Geçen sezon yani Samet Aybaba döneminde Beşiktaş daha çok puan toplamış. Hayal kırıklığının en temel göstergesi de bu zaten.
Geçen sezon Beşiktaş daha fazla gol atmış. Demek ki forvetler ve orta saha hatta bekler geçen seneki kadar verimli olamamış.
Bu sezon Beşiktaş daha az gol yemiş. Bu olumlu bir gösterge ki kaleye ve defansa yapılan bu kadar transfer sonrasında daha az gol yemiş olması son derece normaldir.
Bu sezon Beşiktaş daha fazla yenilmiş. Daha az gol yemiş olmasına rağmen daha fazla yenilgi almış olması, takımın direncinin düşük olduğunu, geriden gelip durumu düzeltecek patlama kabiliyetinin veya enerjisinin veya motivasyonun eksik olduğunun göstergesidir.

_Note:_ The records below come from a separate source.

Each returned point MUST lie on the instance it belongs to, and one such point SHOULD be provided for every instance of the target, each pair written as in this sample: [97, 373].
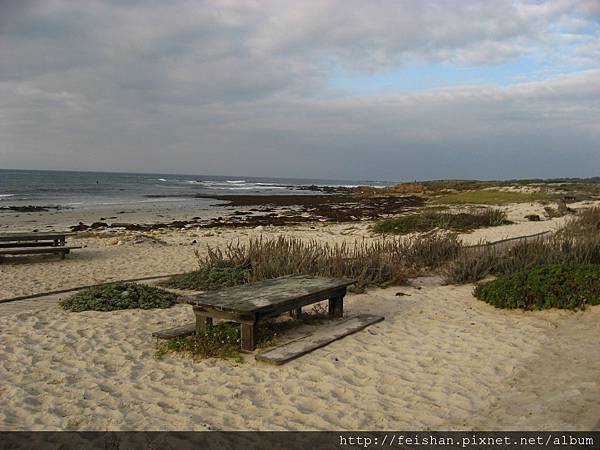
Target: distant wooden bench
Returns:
[34, 243]
[62, 251]
[251, 303]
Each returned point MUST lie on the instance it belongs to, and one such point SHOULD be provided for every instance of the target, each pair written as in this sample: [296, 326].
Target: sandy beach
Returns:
[441, 359]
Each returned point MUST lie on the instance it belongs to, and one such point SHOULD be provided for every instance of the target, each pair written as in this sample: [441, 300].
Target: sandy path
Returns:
[440, 360]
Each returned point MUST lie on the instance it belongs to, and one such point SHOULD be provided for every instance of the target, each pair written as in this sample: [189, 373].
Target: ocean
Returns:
[69, 189]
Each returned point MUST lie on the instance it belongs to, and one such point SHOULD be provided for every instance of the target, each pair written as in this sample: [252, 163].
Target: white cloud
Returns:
[241, 87]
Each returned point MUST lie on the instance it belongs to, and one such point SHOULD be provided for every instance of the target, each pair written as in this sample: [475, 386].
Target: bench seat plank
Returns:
[8, 237]
[35, 250]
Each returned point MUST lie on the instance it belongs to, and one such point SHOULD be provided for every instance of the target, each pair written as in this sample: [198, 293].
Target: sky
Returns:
[333, 89]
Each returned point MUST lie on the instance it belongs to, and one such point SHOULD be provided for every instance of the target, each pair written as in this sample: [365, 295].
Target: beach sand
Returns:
[441, 359]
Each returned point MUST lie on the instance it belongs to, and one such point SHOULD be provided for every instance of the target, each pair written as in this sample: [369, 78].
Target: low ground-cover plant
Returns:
[372, 263]
[566, 286]
[430, 220]
[216, 341]
[223, 340]
[120, 295]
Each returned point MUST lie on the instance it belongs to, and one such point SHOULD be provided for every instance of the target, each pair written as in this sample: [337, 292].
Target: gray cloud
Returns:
[238, 87]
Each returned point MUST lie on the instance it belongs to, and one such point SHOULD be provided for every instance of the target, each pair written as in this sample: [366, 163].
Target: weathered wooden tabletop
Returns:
[267, 294]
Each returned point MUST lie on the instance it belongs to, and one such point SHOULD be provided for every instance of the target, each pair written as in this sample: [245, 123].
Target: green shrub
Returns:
[491, 197]
[429, 220]
[120, 295]
[565, 286]
[209, 278]
[219, 341]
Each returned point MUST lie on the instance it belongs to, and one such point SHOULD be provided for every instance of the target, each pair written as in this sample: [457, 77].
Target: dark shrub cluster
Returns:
[120, 295]
[430, 220]
[565, 286]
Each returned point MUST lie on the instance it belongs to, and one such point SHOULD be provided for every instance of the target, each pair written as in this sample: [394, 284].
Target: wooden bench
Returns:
[32, 239]
[251, 303]
[63, 251]
[34, 243]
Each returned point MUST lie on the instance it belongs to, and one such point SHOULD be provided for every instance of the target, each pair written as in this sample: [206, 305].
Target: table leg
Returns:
[336, 306]
[249, 334]
[202, 322]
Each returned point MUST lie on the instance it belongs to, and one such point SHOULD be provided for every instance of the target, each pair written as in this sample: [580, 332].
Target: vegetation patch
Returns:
[209, 277]
[120, 295]
[430, 220]
[565, 286]
[216, 341]
[491, 197]
[380, 263]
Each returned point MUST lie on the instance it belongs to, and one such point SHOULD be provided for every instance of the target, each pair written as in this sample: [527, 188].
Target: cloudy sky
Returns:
[348, 89]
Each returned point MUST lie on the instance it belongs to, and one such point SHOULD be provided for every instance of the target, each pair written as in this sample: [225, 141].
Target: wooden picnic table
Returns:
[32, 239]
[251, 303]
[34, 243]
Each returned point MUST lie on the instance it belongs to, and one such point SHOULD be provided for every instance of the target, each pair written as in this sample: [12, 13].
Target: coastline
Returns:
[441, 359]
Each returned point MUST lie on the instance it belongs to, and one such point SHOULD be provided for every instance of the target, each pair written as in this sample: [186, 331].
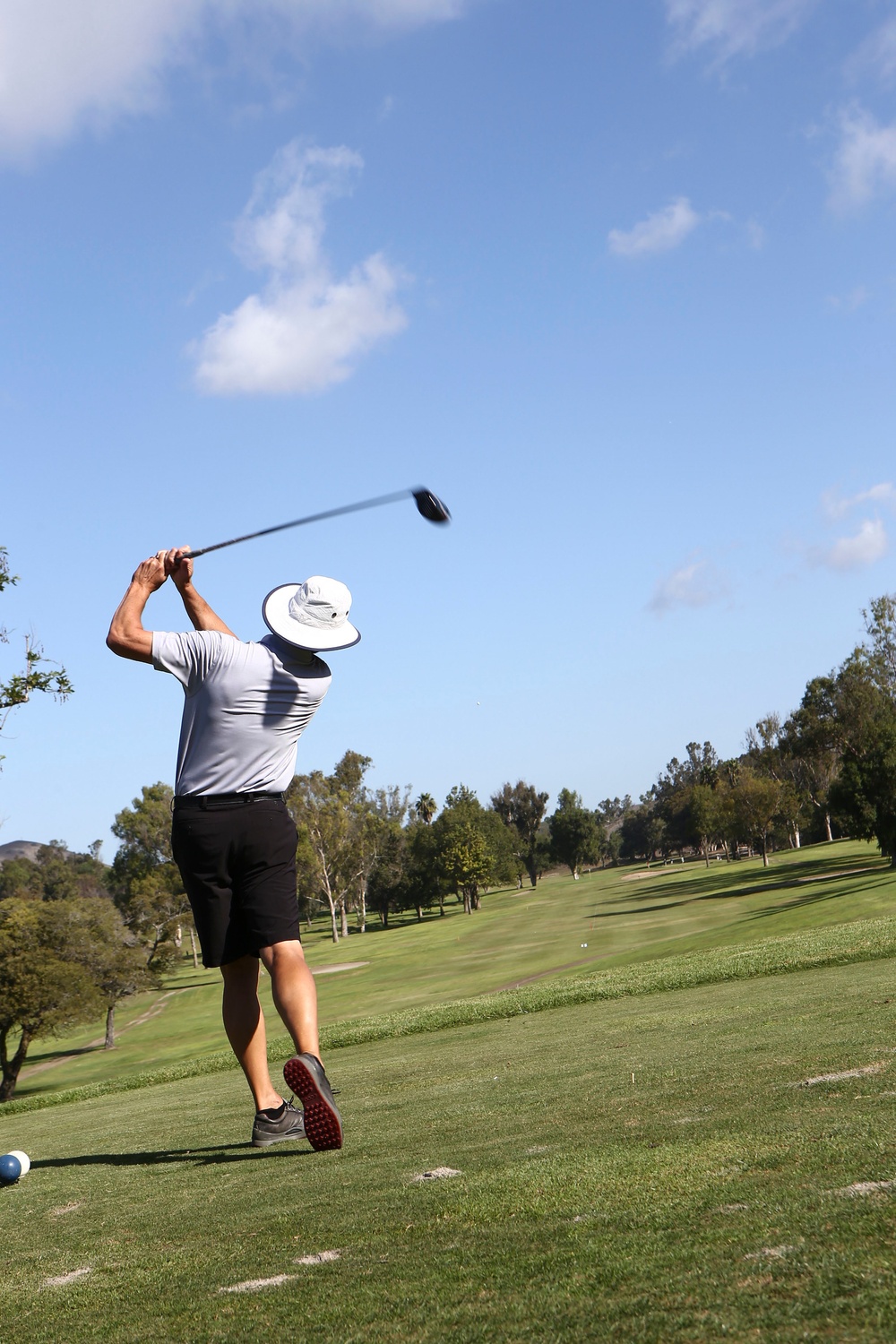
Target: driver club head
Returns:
[432, 507]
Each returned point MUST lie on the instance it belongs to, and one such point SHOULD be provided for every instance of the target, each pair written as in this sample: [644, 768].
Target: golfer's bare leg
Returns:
[245, 1027]
[295, 994]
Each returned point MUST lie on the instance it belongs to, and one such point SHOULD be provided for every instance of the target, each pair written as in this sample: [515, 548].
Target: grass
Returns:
[640, 1168]
[624, 919]
[863, 940]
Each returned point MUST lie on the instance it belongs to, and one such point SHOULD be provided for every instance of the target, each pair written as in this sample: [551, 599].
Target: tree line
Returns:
[77, 935]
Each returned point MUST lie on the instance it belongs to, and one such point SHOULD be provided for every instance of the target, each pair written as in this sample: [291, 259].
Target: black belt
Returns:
[220, 800]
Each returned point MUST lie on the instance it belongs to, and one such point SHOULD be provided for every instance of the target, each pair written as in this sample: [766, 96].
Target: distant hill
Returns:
[19, 849]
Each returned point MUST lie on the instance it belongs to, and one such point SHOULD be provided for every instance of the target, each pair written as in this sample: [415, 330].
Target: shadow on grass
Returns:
[767, 881]
[198, 1156]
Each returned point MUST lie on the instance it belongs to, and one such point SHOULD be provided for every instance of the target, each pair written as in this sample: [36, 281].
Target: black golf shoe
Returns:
[323, 1121]
[289, 1125]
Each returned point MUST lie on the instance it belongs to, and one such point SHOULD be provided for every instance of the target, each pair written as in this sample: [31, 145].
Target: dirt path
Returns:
[31, 1070]
[555, 970]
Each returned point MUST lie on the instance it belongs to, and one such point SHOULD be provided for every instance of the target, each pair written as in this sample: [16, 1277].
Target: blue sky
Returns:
[616, 281]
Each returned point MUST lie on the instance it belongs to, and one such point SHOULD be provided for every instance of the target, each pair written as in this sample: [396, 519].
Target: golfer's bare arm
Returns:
[126, 634]
[196, 607]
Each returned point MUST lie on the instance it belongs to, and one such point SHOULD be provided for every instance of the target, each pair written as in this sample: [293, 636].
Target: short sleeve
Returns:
[190, 656]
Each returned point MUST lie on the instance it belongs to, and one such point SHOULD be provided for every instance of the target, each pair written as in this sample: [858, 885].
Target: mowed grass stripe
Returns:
[858, 941]
[700, 1202]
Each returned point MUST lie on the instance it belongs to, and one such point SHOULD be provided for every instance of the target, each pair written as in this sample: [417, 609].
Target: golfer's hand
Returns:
[151, 573]
[179, 569]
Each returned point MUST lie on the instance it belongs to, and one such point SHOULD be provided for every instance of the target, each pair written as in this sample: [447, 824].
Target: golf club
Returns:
[430, 505]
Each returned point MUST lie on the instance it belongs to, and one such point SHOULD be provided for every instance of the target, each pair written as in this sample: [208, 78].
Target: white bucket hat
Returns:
[312, 615]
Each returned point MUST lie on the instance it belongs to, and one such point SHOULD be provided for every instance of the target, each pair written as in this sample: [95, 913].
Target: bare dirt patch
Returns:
[771, 1253]
[317, 1258]
[866, 1187]
[438, 1174]
[844, 1075]
[654, 873]
[62, 1279]
[255, 1285]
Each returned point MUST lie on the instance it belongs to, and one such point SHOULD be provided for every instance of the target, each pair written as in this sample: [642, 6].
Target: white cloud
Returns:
[850, 301]
[65, 64]
[852, 553]
[661, 231]
[734, 27]
[877, 53]
[864, 163]
[836, 504]
[304, 332]
[694, 583]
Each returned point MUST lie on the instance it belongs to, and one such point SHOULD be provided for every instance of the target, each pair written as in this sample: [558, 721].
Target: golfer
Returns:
[233, 839]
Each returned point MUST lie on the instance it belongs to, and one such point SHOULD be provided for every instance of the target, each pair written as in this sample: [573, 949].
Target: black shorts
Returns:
[238, 866]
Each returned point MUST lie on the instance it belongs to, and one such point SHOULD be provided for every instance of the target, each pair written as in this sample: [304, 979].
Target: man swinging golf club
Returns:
[233, 839]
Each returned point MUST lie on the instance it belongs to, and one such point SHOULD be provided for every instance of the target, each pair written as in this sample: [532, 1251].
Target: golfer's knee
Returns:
[282, 956]
[244, 972]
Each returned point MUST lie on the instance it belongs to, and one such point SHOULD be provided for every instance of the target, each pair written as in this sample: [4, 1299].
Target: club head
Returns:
[432, 507]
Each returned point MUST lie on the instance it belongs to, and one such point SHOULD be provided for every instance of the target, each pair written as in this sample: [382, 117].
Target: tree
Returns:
[43, 986]
[864, 701]
[756, 803]
[673, 797]
[575, 833]
[521, 809]
[770, 752]
[144, 878]
[426, 806]
[813, 738]
[113, 959]
[341, 827]
[54, 874]
[37, 675]
[471, 847]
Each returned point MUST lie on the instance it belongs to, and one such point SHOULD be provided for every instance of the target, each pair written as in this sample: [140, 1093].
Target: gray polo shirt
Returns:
[245, 710]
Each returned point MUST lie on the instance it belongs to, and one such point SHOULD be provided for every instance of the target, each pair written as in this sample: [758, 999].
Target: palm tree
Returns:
[426, 806]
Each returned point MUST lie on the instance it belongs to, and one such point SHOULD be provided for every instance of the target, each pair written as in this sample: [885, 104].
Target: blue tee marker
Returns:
[10, 1169]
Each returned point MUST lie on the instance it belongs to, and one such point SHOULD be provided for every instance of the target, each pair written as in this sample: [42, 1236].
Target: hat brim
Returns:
[317, 639]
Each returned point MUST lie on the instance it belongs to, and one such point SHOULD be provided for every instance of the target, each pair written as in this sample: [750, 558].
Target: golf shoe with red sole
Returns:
[306, 1077]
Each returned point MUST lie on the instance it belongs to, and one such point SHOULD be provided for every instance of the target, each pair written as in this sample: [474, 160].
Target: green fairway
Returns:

Bu istatistikler bana açık seçik hayal kırıklığını gösteriyor. Sezon başında arka arkaya yapılan oyuncu transferleri, kiralanan oyuncular. Bir sezon önceden beri çalışılmak istendiği söylenen Slaven Biliç ile sözleşme yapılması, yüksek beklentiler, Şampiyonluk sezon başından beri Beşiktaş’ın gündemini oluşturmaktaydı. Futbol takımındaki hemen her yere alınan ve kiralanan yeni oyuncular ile Beşiktaş’ın yıllardır diğer iki büyük Fenerbahçe ve Galatasaray’a karşı kanayan yarası, dar kadro problemini de sonunda çözdüğü herkes tarafından söylenmekteydi.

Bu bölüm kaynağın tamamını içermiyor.